Commentary Essay: The Perpetual Commodity Machine

I. The Thought Experiment

Imagine a fully automated factory.

It extracts raw materials, manufactures goods, and distributes them without any human labour. The system is self-maintaining: machines repair machines, supply chains operate automatically, and production continues indefinitely.

Inside the system, there are:

  • no workers
  • no wages
  • no working day
  • no labour exploitation

Yet goods continue to be produced.

At first glance it might seem that the machine itself creates value.

But does it?


II. Place the Machine in Capitalism

Now place the machine inside a normal capitalist economy.

Workers elsewhere still:

  • labour for wages
  • purchase goods
  • reproduce themselves as workers

The machine sells goods into this system.

Its owner records profits.

At first glance it might appear that the machine itself created value.
But this interpretation mistakes what is happening.

The machine’s profits do not arise because the machine itself creates value.

They arise because the machine sells commodities into a system where labour elsewhere continues to generate surplus. Through exchange, the machine’s owner captures a share of that surplus in the form of price.
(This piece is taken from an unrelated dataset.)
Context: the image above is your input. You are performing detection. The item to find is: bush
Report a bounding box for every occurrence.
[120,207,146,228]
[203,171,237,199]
In this sense the machine functions less as a source of value creation and more as a node of surplus appropriation within a wider labour-producing system.

Control of the machine allows its owner to command labour indirectly through the price system, even though the machine’s own production process does not rely on labour for its reproduction.

Money functions as a generalised claim on social labour and the goods produced by that labour. By capturing price without requiring labour for its own reproduction, the machine’s owner gains access to that claim without contributing to the labour process that sustains it.

The machine therefore resembles other forms of economic position that capture value generated elsewhere:

  • land rent
  • monopoly control
  • platform tolls
  • financial intermediation

In each case, control of a strategic position allows command over labour without necessarily reproducing the conditions that generate that labour. This dynamic is not purely hypothetical. A similar mechanism appears in ordinary capitalist competition when a firm automates production faster than the rest of the market.

If a company reduces the labour required to produce a commodity while the market price still reflects the higher social average, the firm temporarily captures more money than is required to reproduce its own production process. The difference appears as excess profit.

These advantages normally disappear as competitors adopt the same techniques and the social labour average adjusts. The perpetual commodity machine simply imagines the limiting case in which this adjustment never occurs — a production process that continues capturing price while permanently avoiding the labour requirements that normally anchor it.


III. Push the Thought Experiment Further

Now extend automation everywhere.

Imagine that all production is fully automated:

  • no workers
  • no wages
  • no labour power to reproduce
  • no exploitation relation

Goods continue to be produced.

But the structure that gives price and profit their meaning disappears.

Price represents command over labour and the goods produced by labour.
If no labour exists anywhere in the system, nothing remains to command.

Prices could still be written down as numbers, but they would no longer correspond to any underlying process of surplus creation.

The price system would therefore collapse into empty accounting unless sustained through coercive extraction, artificial scarcity, or some external enforcement mechanism.

Physical production might continue, but the value relation itself would disappear. Goods could still exist, but the economic relations that assign prices, profits, and surplus would no longer have a coherent foundation.


IV. What the Thought Experiment Shows

The perpetual commodity machine is not a prediction about the future.

It is a stress test on what we mean by value.

It shows that:

  1. Machines can produce goods, but they do not reproduce labour.
  2. Machines can capture price within a labour-producing system.
  3. Control over price allows indirect command over labour.
  4. But if labour disappears everywhere, the price system loses its foundation.

Automation can therefore redistribute surplus within capitalism, but it cannot generate the social process that produces surplus in the first place. It can only change how that surplus is captured and distributed across firms.

Labour is therefore not morally privileged.

It is structurally necessary to the functioning of the value relation.


V. Why This Matters

Price-only or desire-based theories struggle with this scenario.

If value is simply “what people will pay”, then a machine-only economy should still generate value.

But the thought experiment shows that this leads to conceptual confusion.

Value must refer to the social process that produces surplus, not simply the prices attached to goods.

Under a materialist framework, the only candidate for that role is human labour organised in social production.